20

475 69 19
                                    

Perempuan dengan sehelai kain dikepalanya kini berhadapan dengan Jega.

"Jega aga, apa yang kau lakukan disini?"

"B-bukan karena suatu alasan, Sultana"

Wina menyelidik. Terlihat sekali jika pemuda dihadapannya kini menyimpan suatu rahasia.

"Aku tidak punya banyak waktu. Aku telah mengamankan para Sultana.

Hanya tinggal Irene dan Sana yang belum." 

Dengan berbisik, Wina membocorkan misi nya kepada Jega. Karena ia tahu, Jega adalah salah satu orang kepercayaannya Seokjin.

Dengan memberanikan diri, Jega menatap Wina untuk menelisik ekspresi wajah Sultana tersebut.

Mencari-cari apakah ini hanya tipu muslihat semata.

Atau memang Sultana Wina tidak jahat seperti ibunya.

Namun, ia tidak dapat menemukan tanda kebohongan disana.

Bahkan Wina berkata dengan ekspresi yang sangat amat meyakinkan baginya.

"B-baik, Sultana. Selir Irene dan Sana berada didalam, namun kondisi mereka tidak baik-baik saja"

Setelah mendengar penutuan Jega, Tanpa basa-basi, Wina langsung segera membuka pintu perlahan--sembari memantau keadaan sekitar--agar tidak ada yang curiga.

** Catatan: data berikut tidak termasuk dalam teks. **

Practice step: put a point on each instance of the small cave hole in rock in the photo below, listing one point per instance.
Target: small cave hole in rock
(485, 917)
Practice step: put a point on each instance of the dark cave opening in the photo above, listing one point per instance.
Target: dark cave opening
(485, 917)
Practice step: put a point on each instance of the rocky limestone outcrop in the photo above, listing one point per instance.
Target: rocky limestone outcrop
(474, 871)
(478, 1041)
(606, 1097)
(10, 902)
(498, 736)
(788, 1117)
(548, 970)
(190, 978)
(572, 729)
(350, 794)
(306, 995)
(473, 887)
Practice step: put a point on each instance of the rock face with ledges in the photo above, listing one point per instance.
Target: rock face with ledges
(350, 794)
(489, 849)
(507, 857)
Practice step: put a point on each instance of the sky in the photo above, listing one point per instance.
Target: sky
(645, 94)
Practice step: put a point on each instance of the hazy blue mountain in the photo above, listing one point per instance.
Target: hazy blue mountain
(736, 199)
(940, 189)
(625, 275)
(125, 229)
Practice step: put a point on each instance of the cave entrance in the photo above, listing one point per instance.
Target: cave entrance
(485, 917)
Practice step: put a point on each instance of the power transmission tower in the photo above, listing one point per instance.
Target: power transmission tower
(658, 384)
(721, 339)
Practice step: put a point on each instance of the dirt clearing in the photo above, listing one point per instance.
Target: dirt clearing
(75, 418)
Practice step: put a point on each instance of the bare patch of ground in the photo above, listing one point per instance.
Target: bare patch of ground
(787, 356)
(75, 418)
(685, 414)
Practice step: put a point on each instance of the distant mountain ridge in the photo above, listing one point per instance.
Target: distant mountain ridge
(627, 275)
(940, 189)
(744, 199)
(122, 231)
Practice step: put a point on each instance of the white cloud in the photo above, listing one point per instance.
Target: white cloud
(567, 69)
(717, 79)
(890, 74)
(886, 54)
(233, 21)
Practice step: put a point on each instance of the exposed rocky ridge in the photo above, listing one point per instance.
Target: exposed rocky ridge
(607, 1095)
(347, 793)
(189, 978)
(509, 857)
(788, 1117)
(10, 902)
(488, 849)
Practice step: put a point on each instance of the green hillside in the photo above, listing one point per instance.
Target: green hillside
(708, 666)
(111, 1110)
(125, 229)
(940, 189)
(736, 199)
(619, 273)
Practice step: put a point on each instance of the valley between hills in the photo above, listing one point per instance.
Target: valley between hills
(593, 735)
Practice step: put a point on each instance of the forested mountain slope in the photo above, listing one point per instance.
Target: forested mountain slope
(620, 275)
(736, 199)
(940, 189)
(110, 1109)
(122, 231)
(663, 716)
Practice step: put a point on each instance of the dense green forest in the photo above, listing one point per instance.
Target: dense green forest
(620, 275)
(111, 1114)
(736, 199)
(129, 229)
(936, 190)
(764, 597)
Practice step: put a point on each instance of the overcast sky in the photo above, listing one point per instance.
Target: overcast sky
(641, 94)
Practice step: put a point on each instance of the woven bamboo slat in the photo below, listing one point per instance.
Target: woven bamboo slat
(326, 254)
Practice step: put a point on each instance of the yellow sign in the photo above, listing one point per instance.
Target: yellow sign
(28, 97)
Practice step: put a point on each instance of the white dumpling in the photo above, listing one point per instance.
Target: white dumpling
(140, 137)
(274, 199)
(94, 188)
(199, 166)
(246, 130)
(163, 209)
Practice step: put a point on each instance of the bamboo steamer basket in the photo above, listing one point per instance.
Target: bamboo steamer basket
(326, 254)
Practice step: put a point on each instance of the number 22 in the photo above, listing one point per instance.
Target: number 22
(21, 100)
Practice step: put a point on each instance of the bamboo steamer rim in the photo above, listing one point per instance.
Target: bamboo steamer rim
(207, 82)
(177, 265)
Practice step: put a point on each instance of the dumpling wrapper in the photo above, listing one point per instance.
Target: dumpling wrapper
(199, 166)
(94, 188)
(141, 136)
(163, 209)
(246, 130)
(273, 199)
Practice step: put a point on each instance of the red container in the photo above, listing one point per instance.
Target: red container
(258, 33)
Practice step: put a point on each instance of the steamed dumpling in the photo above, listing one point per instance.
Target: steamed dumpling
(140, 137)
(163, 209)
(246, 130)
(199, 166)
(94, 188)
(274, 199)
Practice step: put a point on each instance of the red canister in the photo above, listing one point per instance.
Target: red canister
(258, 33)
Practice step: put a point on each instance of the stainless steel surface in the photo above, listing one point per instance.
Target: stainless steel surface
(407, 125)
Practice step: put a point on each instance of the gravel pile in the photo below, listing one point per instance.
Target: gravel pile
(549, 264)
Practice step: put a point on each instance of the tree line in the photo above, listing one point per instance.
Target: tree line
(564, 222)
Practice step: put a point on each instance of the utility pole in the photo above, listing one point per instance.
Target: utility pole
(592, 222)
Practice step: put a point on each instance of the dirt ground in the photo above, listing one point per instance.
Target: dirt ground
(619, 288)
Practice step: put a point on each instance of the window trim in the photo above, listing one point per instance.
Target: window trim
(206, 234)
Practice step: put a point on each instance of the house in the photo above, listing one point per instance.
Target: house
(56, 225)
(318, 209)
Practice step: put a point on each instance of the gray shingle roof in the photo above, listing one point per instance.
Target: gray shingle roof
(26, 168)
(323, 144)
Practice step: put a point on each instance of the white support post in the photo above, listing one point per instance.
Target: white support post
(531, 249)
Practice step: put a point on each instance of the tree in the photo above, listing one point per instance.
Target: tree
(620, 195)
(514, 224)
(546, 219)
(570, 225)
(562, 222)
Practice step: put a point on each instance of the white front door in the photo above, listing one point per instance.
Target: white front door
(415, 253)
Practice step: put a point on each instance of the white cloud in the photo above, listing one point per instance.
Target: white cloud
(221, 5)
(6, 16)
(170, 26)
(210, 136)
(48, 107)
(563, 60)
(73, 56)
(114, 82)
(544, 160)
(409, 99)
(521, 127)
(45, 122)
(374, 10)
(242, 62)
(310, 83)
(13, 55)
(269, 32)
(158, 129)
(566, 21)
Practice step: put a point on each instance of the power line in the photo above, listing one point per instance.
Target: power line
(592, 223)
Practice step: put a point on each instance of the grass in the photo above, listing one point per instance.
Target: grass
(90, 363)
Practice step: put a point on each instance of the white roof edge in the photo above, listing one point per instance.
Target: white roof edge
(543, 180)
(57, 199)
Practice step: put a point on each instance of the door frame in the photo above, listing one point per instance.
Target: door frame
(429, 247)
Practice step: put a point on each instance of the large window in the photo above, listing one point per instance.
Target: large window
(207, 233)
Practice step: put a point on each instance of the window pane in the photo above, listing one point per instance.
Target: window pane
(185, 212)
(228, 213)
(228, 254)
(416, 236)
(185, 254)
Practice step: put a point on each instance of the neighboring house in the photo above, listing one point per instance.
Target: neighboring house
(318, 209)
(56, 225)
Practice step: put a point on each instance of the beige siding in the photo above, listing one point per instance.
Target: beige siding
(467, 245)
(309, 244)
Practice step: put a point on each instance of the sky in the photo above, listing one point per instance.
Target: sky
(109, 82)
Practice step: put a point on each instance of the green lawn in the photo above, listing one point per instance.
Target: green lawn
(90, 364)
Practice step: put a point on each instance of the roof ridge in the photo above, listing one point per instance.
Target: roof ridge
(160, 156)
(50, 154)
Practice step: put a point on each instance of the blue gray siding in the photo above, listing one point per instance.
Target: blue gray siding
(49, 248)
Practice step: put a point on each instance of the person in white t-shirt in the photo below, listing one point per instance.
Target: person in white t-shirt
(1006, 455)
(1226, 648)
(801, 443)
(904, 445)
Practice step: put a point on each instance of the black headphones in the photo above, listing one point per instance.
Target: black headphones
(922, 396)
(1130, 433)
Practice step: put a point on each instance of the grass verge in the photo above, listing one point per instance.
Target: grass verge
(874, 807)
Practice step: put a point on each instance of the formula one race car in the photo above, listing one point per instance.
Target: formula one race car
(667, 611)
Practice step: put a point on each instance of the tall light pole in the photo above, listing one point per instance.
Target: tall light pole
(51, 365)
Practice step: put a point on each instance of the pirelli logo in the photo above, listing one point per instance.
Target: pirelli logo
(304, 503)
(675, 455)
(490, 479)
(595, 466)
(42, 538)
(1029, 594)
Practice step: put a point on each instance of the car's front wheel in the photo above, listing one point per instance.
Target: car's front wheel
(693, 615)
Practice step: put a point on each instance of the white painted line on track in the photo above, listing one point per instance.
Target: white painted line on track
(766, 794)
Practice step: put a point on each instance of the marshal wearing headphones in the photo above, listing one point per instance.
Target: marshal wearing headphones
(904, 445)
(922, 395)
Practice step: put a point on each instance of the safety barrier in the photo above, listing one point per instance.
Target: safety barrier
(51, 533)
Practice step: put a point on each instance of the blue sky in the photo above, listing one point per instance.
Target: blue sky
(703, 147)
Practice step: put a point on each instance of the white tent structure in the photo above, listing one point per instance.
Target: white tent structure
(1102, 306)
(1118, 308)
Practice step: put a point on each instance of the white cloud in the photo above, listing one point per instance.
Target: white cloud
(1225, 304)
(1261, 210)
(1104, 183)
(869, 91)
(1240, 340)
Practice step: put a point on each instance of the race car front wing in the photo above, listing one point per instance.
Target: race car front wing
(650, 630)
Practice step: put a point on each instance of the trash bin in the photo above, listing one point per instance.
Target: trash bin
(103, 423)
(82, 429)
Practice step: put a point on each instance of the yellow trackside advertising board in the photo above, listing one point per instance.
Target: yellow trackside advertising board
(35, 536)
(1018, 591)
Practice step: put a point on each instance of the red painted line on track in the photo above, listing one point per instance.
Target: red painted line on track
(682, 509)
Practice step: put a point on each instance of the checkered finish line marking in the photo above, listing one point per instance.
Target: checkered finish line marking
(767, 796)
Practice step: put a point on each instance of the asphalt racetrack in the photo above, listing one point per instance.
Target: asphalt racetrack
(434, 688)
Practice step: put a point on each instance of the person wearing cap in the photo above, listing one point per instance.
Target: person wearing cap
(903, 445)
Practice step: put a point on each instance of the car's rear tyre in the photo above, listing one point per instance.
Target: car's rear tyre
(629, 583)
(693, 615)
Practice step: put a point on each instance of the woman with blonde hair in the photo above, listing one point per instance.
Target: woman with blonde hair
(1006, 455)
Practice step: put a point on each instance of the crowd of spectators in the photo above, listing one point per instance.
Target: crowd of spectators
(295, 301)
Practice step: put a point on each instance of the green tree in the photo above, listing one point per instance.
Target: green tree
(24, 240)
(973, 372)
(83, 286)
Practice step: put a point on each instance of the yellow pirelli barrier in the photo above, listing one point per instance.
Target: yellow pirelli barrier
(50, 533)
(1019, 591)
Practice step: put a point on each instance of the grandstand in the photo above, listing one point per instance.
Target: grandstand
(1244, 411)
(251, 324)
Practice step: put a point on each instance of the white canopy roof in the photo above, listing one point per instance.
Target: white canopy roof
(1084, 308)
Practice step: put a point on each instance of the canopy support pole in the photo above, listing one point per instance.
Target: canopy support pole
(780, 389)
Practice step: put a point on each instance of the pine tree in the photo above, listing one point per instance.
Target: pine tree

Baru satu langkah WIna masuk kedalam kamar ini, ia mendadak bingung dengan situasi yang terjadi.

Sana yang sudah terbujur kaku di lantai, dan Irene yang dengan lemahnya sedang menggendong bayinya.

Dengan tatapan tak percaya, Wina berjalan menuju tempat Sana terkapar,

mengecek nafas dan nadi wanita yang baru tadi pagi masih menyapanya.

Dua jari Wina terjulur pada leher dan hidung Sana. 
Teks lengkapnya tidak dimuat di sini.